Sorrindo de canto, ela me fitou com carinho.

– Já está falando que nem seu avô, sabia?

– Sério?

Nesse instante, Dinter-Dim abriu a porta e entrou. Ele tinha ido pedir nosso café da manhã e estava de volta.

– Bem, meninas, tudo certo lá em baixo. Só não teremos ovos no café porquê...

Porque as patas estão chocas – Mabel e eu dissemos juntas, sorrindo de canto e o fitando como se pudéssemos ler sua mente. Ele ficou meio desconcertado e desentendido.

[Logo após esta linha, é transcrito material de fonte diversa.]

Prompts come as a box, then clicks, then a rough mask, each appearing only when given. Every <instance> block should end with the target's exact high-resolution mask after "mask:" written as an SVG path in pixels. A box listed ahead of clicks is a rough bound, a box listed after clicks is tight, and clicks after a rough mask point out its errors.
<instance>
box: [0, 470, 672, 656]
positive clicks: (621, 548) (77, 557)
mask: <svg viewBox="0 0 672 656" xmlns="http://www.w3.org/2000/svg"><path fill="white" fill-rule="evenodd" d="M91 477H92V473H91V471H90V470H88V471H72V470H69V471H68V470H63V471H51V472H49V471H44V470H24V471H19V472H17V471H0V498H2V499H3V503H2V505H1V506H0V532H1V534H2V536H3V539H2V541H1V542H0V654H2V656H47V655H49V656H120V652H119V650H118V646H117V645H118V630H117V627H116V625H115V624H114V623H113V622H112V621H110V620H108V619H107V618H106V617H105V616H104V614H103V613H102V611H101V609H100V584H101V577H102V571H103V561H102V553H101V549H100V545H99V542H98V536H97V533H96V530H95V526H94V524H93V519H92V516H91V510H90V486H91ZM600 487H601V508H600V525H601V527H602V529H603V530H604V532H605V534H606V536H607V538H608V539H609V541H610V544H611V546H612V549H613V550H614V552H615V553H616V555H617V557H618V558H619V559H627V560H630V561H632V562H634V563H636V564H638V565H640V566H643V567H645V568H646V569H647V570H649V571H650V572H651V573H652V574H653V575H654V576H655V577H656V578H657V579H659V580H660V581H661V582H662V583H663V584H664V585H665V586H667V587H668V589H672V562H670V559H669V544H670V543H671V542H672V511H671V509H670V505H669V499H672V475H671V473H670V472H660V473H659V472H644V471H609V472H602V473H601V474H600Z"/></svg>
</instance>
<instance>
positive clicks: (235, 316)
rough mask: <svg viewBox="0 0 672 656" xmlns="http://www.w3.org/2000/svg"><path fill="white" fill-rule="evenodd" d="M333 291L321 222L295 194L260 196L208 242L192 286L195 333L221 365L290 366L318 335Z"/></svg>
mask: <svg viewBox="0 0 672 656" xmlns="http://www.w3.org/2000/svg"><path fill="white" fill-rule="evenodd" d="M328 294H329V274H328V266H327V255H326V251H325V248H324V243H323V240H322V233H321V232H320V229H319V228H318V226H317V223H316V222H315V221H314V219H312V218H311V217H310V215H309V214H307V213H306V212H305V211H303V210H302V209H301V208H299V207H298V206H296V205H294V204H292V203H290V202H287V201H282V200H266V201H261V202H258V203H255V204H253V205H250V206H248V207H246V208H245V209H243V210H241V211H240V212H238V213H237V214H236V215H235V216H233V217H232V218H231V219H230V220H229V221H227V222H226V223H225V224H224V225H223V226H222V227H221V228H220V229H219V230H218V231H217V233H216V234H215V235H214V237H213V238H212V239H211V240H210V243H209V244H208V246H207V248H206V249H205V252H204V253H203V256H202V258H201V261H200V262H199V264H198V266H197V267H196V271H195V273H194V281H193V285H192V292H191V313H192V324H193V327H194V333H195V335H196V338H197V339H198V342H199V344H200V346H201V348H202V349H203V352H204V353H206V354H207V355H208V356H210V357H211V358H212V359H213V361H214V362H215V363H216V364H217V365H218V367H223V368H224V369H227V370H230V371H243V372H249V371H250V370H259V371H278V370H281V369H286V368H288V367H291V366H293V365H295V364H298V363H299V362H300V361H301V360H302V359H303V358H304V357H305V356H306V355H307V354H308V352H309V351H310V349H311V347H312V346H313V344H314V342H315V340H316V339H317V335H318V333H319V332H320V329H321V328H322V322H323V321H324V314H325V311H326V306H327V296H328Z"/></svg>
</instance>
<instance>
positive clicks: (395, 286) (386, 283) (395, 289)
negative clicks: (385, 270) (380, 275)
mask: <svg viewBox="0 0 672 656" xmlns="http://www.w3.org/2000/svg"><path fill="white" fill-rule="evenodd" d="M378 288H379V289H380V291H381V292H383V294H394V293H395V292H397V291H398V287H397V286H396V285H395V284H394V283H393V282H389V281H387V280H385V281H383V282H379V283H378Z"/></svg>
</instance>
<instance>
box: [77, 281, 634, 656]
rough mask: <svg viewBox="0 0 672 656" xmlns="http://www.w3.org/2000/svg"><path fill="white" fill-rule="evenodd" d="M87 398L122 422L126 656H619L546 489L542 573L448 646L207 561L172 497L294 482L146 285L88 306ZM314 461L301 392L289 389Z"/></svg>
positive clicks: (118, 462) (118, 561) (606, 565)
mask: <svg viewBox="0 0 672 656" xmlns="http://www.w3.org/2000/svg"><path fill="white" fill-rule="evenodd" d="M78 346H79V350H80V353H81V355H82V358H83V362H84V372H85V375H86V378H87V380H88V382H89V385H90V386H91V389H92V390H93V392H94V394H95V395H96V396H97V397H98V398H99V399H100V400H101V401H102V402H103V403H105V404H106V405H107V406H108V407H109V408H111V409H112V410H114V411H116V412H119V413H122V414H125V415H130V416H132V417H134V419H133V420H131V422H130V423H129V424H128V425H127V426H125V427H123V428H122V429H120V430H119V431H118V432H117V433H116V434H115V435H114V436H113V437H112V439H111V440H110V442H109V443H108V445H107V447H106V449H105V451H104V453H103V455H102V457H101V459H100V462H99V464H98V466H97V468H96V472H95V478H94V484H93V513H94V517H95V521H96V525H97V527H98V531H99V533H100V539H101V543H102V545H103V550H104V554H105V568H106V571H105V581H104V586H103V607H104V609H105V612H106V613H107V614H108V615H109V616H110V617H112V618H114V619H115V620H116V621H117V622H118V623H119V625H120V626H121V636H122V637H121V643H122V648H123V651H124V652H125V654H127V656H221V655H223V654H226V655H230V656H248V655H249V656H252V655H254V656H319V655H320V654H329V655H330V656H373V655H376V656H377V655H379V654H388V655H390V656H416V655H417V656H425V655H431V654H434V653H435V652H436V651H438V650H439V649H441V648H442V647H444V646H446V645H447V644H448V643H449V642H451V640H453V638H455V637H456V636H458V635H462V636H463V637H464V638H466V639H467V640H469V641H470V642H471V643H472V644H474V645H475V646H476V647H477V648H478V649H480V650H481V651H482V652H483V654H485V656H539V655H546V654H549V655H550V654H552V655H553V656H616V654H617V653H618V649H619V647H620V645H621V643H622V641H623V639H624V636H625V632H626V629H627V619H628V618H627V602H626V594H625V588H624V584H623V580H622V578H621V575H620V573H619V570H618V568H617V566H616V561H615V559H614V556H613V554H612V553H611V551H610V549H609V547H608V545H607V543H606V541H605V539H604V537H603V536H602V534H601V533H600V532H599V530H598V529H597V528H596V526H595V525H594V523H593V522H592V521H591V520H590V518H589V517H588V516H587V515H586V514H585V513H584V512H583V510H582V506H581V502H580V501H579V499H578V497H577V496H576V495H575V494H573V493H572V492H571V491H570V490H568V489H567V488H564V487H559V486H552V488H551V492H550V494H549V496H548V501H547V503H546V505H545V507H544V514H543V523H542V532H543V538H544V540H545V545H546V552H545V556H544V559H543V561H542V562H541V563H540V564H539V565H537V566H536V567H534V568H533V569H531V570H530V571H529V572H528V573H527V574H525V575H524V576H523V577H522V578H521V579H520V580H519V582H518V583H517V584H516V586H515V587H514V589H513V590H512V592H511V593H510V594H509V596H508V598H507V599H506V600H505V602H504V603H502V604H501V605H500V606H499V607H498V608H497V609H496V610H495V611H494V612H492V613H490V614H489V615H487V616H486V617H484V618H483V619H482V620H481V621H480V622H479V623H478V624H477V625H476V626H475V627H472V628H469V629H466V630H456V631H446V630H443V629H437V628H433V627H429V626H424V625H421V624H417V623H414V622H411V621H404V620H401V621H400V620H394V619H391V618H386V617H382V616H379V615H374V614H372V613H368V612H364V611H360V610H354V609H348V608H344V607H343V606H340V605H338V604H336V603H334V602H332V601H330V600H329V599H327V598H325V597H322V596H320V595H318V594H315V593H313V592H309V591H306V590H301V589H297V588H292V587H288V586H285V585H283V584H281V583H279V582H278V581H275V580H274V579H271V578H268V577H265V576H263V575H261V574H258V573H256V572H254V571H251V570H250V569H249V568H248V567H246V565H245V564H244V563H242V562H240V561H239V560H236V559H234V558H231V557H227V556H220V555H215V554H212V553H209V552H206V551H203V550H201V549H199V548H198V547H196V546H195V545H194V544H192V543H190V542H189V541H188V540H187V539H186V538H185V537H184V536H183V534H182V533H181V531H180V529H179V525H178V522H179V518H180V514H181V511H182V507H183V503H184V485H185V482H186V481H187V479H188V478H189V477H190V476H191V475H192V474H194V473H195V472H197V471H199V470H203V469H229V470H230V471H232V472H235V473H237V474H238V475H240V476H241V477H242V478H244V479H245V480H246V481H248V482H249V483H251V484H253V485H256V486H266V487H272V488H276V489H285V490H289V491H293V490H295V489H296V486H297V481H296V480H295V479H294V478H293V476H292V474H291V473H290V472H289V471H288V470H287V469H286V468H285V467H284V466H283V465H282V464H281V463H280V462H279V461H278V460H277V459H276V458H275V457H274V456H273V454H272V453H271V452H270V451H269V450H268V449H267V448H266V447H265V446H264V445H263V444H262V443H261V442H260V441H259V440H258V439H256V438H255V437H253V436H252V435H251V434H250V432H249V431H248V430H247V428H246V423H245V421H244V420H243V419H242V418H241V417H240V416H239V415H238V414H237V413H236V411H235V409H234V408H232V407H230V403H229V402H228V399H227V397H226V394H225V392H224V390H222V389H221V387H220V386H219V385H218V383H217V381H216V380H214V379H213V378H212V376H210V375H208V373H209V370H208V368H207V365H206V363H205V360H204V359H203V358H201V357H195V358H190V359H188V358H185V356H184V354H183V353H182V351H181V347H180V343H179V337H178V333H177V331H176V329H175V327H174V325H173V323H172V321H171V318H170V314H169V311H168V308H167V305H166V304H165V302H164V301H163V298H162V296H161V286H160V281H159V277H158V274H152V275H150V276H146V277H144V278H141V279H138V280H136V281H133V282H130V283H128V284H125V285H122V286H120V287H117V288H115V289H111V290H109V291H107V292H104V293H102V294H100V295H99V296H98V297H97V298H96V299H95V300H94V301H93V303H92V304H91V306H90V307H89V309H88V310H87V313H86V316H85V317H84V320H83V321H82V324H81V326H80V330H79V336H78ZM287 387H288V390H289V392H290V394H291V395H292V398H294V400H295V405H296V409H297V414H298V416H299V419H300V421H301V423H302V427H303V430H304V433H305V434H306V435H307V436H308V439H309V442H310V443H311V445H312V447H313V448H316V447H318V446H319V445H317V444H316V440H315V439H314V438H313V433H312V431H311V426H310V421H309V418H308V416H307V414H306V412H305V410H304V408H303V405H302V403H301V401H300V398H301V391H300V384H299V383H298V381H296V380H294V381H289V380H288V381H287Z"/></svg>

– É isso, mas como vocês sabem?

Nós nos olhamos e sorrimos juntas.

– Ouvimos o senhor Al dizer – Mabel esclareceu.

– Ah – ele sorriu, sem jeito e com alívio. – Vamos, então?

E com tudo pronto, nós duas acompanhamos ele pelo corredor e pela escada até o andar de baixo, onde encontramos bem mais gente do que na noite anterior. Tinha alguns homens bebendo no balcão (Já à essa hora do dia? – Mabel me perguntou, admirada), e alguns outros comendo nas mesas e conversando sobre as tragédias da noite passada. Uma mesa mais reservada estava preparada para nosso café e Dinter-Dim nos guiou até ela. Ali nós três comemos até nos fartar e evitamos conversar porque nossos assuntos ultimamente não estavam sendo tão públicos assim. Em vez disso, ouvimos alguns falarem de Alair e de sua patética tentativa de ganhar apoio, outros já diziam que não era tão patética assim, pois a Cidade-Forte deveria enviar dinheiro para ajuda-los a retomar a vida. Dinter-Dim ouviu tudo isso sem ligar.